上帝要因自己榮耀人子,並且要快快地榮耀他。
33 Kinderkens, nog een kleinen tijd ben Ik bij u. Gij zult Mij zoeken, en gelijk Ik den Joden gezegd heb: Waar Ik heenga, kunt gij niet komen; alzo zeg Ik ulieden nu ook.
小子們,我還有不多的時候與你們同在;後來你們要找我,但我所去的地方你們不能到。這話我曾對猶太人說過,如今也照樣對你們說。
34 Een nieuw gebod geef Ik u, dat gij elkander liefhebt; gelijk Ik u liefgehad heb, dat ook gij elkander liefhebt.

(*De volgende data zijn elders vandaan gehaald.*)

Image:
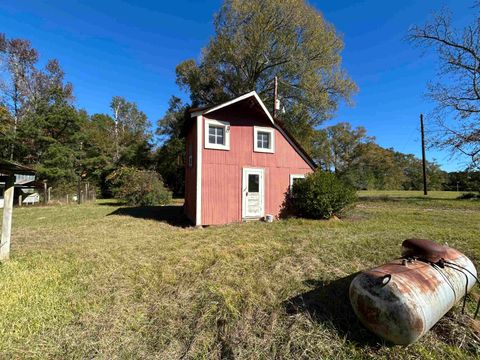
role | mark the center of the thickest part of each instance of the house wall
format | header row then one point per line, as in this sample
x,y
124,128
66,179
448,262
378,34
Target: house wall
x,y
222,170
191,173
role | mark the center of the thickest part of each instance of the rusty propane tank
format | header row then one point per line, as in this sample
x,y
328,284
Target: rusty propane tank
x,y
401,300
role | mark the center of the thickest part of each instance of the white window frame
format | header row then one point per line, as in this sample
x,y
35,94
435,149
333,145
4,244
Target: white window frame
x,y
226,133
295,176
271,131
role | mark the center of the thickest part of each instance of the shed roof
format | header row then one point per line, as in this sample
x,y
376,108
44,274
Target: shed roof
x,y
275,122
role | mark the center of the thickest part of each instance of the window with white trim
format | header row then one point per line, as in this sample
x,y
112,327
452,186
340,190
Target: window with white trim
x,y
263,139
294,178
217,134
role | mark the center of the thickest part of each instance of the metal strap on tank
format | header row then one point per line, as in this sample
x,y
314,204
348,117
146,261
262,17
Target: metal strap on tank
x,y
444,263
462,269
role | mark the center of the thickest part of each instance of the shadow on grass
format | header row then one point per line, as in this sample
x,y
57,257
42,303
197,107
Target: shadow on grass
x,y
328,303
400,198
111,203
171,214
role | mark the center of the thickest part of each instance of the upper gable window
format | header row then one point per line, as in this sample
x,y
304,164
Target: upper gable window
x,y
217,134
264,139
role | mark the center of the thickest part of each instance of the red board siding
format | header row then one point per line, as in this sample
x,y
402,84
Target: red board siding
x,y
222,170
191,173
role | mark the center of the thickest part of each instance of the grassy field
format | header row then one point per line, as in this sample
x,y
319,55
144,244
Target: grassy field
x,y
106,281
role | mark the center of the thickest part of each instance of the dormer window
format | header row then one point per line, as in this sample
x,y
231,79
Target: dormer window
x,y
217,134
264,139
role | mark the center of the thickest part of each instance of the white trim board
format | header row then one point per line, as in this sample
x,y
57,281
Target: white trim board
x,y
231,102
198,202
261,173
226,134
269,130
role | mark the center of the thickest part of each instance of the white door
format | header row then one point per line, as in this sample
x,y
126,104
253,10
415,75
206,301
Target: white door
x,y
252,193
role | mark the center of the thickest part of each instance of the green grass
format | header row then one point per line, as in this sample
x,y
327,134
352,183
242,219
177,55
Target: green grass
x,y
100,281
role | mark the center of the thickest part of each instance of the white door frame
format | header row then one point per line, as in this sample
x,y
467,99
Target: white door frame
x,y
245,173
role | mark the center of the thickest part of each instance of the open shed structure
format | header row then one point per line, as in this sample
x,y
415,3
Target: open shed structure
x,y
8,171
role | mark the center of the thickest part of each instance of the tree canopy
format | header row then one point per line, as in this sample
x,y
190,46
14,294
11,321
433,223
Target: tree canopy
x,y
255,41
456,89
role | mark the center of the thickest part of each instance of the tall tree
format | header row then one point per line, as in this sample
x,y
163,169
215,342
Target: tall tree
x,y
256,40
334,147
456,90
17,61
131,133
170,157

我賜給你們一條新命令,乃是叫你們彼此相愛;我怎樣愛你們,你們也要怎樣相愛。
35 Hieraan zullen zij allen bekennen, dat gij Mijn discipelen zijt, zo gij liefde hebt onder elkander.
你們若有彼此相愛的心,眾人因此就認出你們是我的門徒了。」
36 Simon Petrus zeide tot Hem: Heere, waar gaat Gij heen? Jezus antwoordde hem: Waar Ik heenga, kunt gij Mij nu niet volgen; maar gij zult Mij namaals volgen.
西門‧彼得問耶穌說:「主往哪裏去?」耶穌回答說:「我所去的地方,你現在不能跟我去,後來卻要跟我去。」
37 Petrus zeide tot Hem: Heere, waarom kan ik U nu niet volgen? Ik zal mijn leven voor U zetten.
彼得說:「主啊,我為甚麼現在不能跟你去?我願意為你捨命!」
38 Jezus antwoordde hem: Zult gij uw leven voor Mij zetten? Voorwaar, voorwaar zeg Ik u: De haan zal niet kraaien, totdat gij Mij driemaal verloochend zult hebben.